The first thing I did was to install debian's mod_perl. That wasn't too hard:

# aptitude install libapache2-mod-perl2

and everything still seemed to work. Now the problem is that SVN::Web isn't packaged for debian, so the installation is going to need to be an unholy mix of debian packages and CPAN modules. I decided to try to install as many of the debian packages as I could and install the remainder from CPAN. So, the debian packages I installed were:

# aptitude install libtemplate-perl libpod-coverage-perl \
      libtest-differences-perl libmodule-build-perl libtext-diff-perl \
      libxml-rss-perl libexception-class-perl libtemplate-perl-doc \
      libapache2-request-perl libnumber-format-perl \
      libtemplate-plugin-clickable-perl libemail-find-perl

They might not all be strictly necessary.

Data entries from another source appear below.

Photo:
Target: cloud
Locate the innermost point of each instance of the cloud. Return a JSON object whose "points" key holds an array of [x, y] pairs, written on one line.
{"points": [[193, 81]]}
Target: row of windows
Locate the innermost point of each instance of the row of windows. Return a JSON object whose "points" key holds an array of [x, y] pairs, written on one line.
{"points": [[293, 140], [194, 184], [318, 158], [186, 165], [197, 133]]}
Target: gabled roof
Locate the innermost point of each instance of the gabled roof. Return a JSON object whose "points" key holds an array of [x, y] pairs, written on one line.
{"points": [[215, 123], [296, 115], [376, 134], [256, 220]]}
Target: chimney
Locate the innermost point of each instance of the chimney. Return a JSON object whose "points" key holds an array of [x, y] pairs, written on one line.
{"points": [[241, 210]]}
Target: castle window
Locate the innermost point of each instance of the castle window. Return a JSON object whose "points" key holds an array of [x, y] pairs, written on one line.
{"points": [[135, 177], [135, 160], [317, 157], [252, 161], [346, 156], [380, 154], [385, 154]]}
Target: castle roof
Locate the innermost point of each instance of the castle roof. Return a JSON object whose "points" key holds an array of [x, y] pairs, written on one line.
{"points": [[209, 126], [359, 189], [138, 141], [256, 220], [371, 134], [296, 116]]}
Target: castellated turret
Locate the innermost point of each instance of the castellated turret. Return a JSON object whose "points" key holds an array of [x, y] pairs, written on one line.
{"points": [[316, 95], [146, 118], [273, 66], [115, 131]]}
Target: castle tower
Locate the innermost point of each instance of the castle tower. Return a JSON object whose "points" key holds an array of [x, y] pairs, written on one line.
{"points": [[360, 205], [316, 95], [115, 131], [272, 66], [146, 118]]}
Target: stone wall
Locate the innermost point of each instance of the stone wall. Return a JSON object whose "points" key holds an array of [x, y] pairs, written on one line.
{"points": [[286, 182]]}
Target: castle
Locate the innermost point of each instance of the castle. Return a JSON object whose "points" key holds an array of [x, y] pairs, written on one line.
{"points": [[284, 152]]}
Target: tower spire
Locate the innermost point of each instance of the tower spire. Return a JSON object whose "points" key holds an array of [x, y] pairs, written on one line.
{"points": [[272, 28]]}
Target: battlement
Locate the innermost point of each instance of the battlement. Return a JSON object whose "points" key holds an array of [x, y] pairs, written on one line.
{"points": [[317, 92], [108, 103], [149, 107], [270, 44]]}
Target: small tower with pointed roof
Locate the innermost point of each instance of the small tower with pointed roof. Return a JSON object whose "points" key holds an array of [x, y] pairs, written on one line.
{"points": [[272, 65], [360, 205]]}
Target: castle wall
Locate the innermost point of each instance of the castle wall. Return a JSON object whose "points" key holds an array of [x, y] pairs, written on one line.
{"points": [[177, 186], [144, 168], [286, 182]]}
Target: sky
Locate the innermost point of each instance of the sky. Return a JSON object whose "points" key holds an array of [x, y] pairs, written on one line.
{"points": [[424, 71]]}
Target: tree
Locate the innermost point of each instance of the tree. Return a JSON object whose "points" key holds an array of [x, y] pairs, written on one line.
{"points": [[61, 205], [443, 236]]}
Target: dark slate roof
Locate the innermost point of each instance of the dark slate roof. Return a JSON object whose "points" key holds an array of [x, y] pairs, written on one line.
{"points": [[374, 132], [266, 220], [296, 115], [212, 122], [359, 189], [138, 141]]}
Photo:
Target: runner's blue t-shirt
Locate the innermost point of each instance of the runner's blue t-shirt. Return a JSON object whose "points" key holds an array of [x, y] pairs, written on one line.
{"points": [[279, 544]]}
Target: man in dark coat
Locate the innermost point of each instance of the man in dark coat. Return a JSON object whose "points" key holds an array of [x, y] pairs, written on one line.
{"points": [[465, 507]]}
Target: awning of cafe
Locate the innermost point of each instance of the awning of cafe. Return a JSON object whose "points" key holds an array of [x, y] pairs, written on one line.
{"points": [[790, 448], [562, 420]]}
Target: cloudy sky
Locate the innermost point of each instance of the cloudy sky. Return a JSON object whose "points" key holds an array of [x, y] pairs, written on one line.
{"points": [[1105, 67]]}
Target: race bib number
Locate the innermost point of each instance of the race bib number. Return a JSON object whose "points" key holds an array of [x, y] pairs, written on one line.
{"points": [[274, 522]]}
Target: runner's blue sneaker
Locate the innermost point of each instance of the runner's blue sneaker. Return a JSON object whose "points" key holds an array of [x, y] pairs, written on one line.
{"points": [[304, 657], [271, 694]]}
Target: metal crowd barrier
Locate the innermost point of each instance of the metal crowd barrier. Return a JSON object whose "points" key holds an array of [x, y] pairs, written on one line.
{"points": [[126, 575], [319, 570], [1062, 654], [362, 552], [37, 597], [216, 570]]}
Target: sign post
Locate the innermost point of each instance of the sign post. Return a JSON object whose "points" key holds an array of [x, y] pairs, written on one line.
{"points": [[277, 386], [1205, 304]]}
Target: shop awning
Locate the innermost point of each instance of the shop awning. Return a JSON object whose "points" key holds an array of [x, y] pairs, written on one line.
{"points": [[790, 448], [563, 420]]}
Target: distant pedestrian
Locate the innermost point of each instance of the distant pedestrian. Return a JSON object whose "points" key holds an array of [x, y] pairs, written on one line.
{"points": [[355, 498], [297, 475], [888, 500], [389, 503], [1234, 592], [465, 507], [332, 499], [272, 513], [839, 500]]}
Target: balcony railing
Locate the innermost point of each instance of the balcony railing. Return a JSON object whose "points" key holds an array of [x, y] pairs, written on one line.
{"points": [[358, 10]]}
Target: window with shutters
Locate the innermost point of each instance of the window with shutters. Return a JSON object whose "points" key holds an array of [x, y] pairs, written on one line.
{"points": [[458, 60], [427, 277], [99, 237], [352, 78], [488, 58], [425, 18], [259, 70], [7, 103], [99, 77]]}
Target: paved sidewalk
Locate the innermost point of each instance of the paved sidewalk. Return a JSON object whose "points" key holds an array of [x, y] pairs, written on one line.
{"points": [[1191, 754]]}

Then I needed to install some modules from CPAN:

# perl -MCPAN -e shell
cpan> install SVN::Web
...
cpan> install Exception::Class
...
cpan> install Devel::StackTrace
...
cpan> install Template::Plugin::Number::Format
...
cpan> install Text::Diff::HTML
...
cpan> install Template::Plugin::Clickable::Email
...

I had to install Exception::Class from CPAN since the debian version was too old. Without Text::Diff::HTML the process would just sit there eating all the CPU when you asked for HTML diffs. Without Template::Plugin::Clickable::Email the error log filled up saying it wasn't there.

Then I added to /etc/apache2/sites-available/default :

<Directory /var/www/svnweb>
    AllowOverride None
    Options None
    SetHandler perl-script
    PerlHandler SVN::Web
</Directory>

<Directory /var/www/svnweb/css>
    SetHandler default-handler
</Directory>

Then I had to hack on SVN::Web.pm itself to make it work with Apache2. The diff below seems to work for me, though it might well be either overkill or underkill.

--- /usr/local/share/perl/5.8.7/SVN/Web.pm.org	2006-01-30 20:37:46.000000000 +0100
+++ /usr/local/share/perl/5.8.7/SVN/Web.pm	2006-01-30 22:50:42.000000000 +0100
@@ -861,15 +861,17 @@
 
 sub handler {
     eval "
-	use Apache::RequestRec ();
-	use Apache::RequestUtil ();
-	use Apache::RequestIO ();
-	use Apache::Response ();
-	use Apache::Const;
-	use Apache::Constants;
-        use Apache::Request;
+	use Apache2::RequestRec ();
+	use Apache2::RequestUtil ();
+	use Apache2::RequestIO ();
+	use Apache2::Response ();
+	use Apache2::Const;
+	use Apache2::Const;
+        use Apache2::Request;
     ";
 
+    die $@ if $@;
+
     my $r = shift;
     eval "$r = Apache::Request->new($r)";
     my $base = $r->location;
@@ -921,7 +923,7 @@
     }
 
     mod_perl_output($cfg, $html);
-    return &Apache::OK;
+    return &Apache2::Const::OK;
 }
 
 =head1 SEE ALSO

So I battled SVN::Web and debian and I prevailed! You can see the results at svnweb.